Business Standard

With IBC, banks will decide their fate

The government could be looking at giving tax exemptions to buyers of stressed assets because they may otherwise ask for more haircuts on assets. This, in turn, will erode banks’ capital base, leading to pressure on the government to re-infuse funds, BAHR

- BAHRAM NAVROJ VAKIL Founding partner, AZB & Partners

How do you think the Insolvency and Bankruptcy (Resolution) Code (IBC) process has fared so far?

Overall I am very pleased with it in the first year of its operation. Regarding judgments, I think largely everyone has got it right; they have followed the goals that we are trying to achieve. Having said that, the Big 12 accounts, which are massive and very complex, will be more crucial. Further, until now informatio­n utilities were not in place, but now the first one is up and running. Everything is moving well, but for now we need to see if there is any money. Is there enough of an appetite for these assets? What would be the haircut? For all these cases, what the outcome would be the year 2018 will determine.

What is your view on the Union government’s continuous amendments to the IBC at the end of 2017?

Even the law in the United States has gone through over 300 amendments, and in this one year there has been a lot of learning. For example, there was an issue regarding getting shareholde­r approval. Similarly, there are many questions regarding taxes, the Competitio­n Commission, the Securities and Exchange Board of India, past liabilitie­s, contingent liabilitie­s, the sector-specific licences and permits, etc. So given all these, they are trying to make the law even more efficient to achieve goals.

Will there be sector-specific amendments?

I don’t think it will be sector-specific. Accordingl­y, whichever regulator, whether it is the Telecom Regulatory Authority of India (Trai) or the Competitio­n Commission of India (CCI), there will be an “accelerate­d approval process”. So if the National Company Law Tribunal (NCLT) says that “in 30 days, you need to pay the operationa­l creditors”, within those 30 days all the approvals (from the requisite regulators, Trai or CCI) need to be sought. Either you get all the approvals in time, or in some cases there may be exemptions.

How should the tax authoritie­s treat the acquisitio­n of stressed assets?

Some reports say the government is looking at giving some exemptions. The bigger the haircut for the bank, the more the government would have to infuse capital. So either you take it as tax revenue or bank capitalisa­tion. They seem to be looking at tax exemptions positively.

How has the IBC affected the regular business of banks?

There are two big changes that have come about. The first one is in terms of fairness: There was always a fear of giving particular companies a very large haircut. Now whether we like it or not, the Central Vigilance Commission or the Comptrolle­r and Auditor General of India are a reality. And two to three years down the road, once you are retired, questions can arise as to why certain decisions were made. So the big change is that the IBC gives us a very solid system with many safeguards, and there is no question of favouritis­m.

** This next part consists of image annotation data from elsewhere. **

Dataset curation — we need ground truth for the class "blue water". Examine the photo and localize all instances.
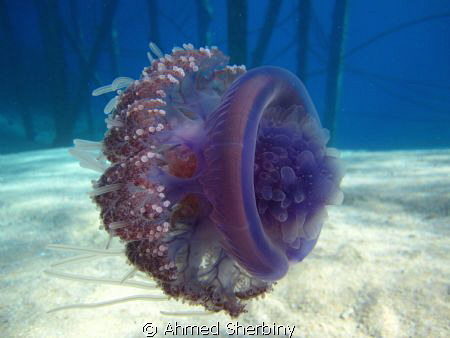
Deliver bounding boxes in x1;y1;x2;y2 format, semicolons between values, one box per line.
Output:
0;0;450;337
0;0;450;153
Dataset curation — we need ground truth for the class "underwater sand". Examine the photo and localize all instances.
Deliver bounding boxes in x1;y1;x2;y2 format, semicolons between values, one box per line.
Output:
0;149;450;337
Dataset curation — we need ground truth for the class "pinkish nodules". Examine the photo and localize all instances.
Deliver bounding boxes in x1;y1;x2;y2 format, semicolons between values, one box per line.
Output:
92;45;342;316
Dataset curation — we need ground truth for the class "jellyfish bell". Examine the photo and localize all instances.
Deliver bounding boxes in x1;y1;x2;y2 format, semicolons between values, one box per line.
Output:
59;44;342;316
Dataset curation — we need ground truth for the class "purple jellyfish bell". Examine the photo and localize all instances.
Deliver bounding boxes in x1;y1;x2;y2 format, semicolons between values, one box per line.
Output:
82;45;343;316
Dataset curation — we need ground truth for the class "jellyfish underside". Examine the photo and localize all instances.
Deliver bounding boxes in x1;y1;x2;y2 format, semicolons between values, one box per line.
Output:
63;45;342;316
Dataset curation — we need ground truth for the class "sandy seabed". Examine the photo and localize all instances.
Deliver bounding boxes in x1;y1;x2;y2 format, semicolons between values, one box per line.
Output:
0;149;450;338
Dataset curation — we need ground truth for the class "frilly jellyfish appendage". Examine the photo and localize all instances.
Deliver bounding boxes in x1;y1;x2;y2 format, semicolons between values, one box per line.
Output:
75;45;342;316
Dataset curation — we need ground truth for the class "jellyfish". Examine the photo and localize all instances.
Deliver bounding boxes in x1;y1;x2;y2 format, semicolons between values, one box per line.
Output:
66;44;343;317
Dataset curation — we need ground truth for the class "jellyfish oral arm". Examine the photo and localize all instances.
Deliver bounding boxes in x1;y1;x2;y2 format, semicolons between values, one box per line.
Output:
203;67;316;280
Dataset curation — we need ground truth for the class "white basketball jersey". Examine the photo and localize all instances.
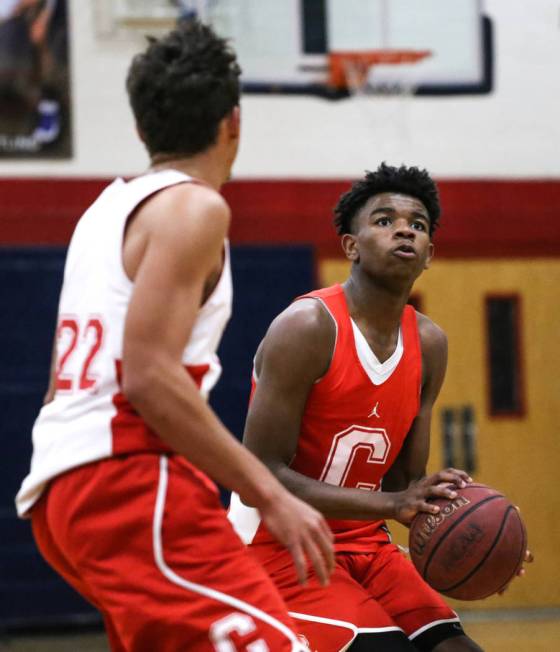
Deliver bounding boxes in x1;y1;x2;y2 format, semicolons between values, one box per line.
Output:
16;170;232;516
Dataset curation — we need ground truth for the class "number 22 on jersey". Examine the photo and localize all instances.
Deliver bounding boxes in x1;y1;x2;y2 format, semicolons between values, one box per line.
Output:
56;315;105;393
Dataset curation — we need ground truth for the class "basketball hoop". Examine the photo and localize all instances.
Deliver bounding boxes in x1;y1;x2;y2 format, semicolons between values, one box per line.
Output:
329;49;432;94
329;48;432;162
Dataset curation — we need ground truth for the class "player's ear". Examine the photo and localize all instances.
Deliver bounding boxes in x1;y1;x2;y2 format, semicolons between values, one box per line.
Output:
136;123;146;143
424;242;435;269
340;233;360;263
226;105;241;140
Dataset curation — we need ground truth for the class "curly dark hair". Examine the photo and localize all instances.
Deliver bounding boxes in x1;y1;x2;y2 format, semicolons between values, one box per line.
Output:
334;163;440;237
126;19;241;156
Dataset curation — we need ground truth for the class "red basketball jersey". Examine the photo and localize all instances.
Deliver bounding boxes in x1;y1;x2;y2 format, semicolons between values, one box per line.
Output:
230;285;422;552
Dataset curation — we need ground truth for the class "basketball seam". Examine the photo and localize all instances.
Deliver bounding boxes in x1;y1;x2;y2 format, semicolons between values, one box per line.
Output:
422;494;505;591
498;507;527;591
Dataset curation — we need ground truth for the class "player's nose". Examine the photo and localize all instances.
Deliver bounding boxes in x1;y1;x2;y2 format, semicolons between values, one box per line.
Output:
394;219;416;240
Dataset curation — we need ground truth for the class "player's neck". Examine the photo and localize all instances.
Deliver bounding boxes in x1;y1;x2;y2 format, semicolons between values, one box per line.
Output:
343;275;409;335
150;152;230;190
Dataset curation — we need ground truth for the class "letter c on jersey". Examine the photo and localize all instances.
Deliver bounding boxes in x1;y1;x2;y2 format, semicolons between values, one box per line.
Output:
320;426;391;490
209;613;269;652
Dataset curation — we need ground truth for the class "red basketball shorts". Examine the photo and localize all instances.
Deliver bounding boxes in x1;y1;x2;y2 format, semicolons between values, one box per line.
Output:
32;454;301;652
250;543;463;652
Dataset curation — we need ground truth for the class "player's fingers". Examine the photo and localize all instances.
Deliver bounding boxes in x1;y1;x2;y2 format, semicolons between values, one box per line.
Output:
303;538;331;586
413;500;440;514
436;467;472;488
429;484;457;500
288;543;307;584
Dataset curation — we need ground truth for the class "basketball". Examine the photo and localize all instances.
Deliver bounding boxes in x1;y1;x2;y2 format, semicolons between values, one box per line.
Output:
409;483;527;600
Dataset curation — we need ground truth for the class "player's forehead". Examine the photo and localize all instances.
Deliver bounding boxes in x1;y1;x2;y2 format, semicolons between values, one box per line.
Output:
360;192;430;221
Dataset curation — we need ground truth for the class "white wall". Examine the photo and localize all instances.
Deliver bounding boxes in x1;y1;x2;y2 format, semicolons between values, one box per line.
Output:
0;0;560;178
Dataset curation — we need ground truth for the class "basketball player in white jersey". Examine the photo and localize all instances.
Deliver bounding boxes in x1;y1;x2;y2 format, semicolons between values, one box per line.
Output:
17;21;333;652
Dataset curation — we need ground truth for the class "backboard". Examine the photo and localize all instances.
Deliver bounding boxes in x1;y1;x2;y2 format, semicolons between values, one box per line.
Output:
101;0;492;98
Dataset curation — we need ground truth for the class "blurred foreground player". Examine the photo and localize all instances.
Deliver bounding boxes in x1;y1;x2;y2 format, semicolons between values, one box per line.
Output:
230;165;486;652
17;21;333;652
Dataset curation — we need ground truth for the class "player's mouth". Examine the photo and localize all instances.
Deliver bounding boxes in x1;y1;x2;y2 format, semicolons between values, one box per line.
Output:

Secondly, the most important aspect the IBC has brought in is that you get the NCLT’s stamp of approval: That you have followed the law of the land, and that you have followed the procedure. So a change that has occurred is that, I think, the fear to make the correct calls will disappear.

Lastly, how did our almost 10 per cent non-performing asset (NPA) pile-up happen? Of course, there are several causes creating years and years of bad debt piling up and the ‘extend and pretend’ regime flourished.

How do you look at the balance of power shifting heavily towards the committee of creditors (CoC)?

The architectu­re of the law was that the CoC is best placed to decide on maximising the value of assets as quickly as possible. The first goal (of the resolution process) is to keep the company as a “going concern”, and maximise asset values. In the United States, courts have a very big role and “debtors are in possession”. For us, it was decided that it would be preferable to have “creditor in possession”, based on the UK model, and the banks, rather than the courts, would be the best decision makers.

What are your thoughts on the Union government’s Ordinance barring wilful defaulters, and other categories of “defaulting parties”?

I think this is the prerogativ­e of the government and the legislatur­e. They felt that the moral hazard issue is too important an issue to let go. This is a decision the government took, keeping in mind societal issues and taking a holistic view.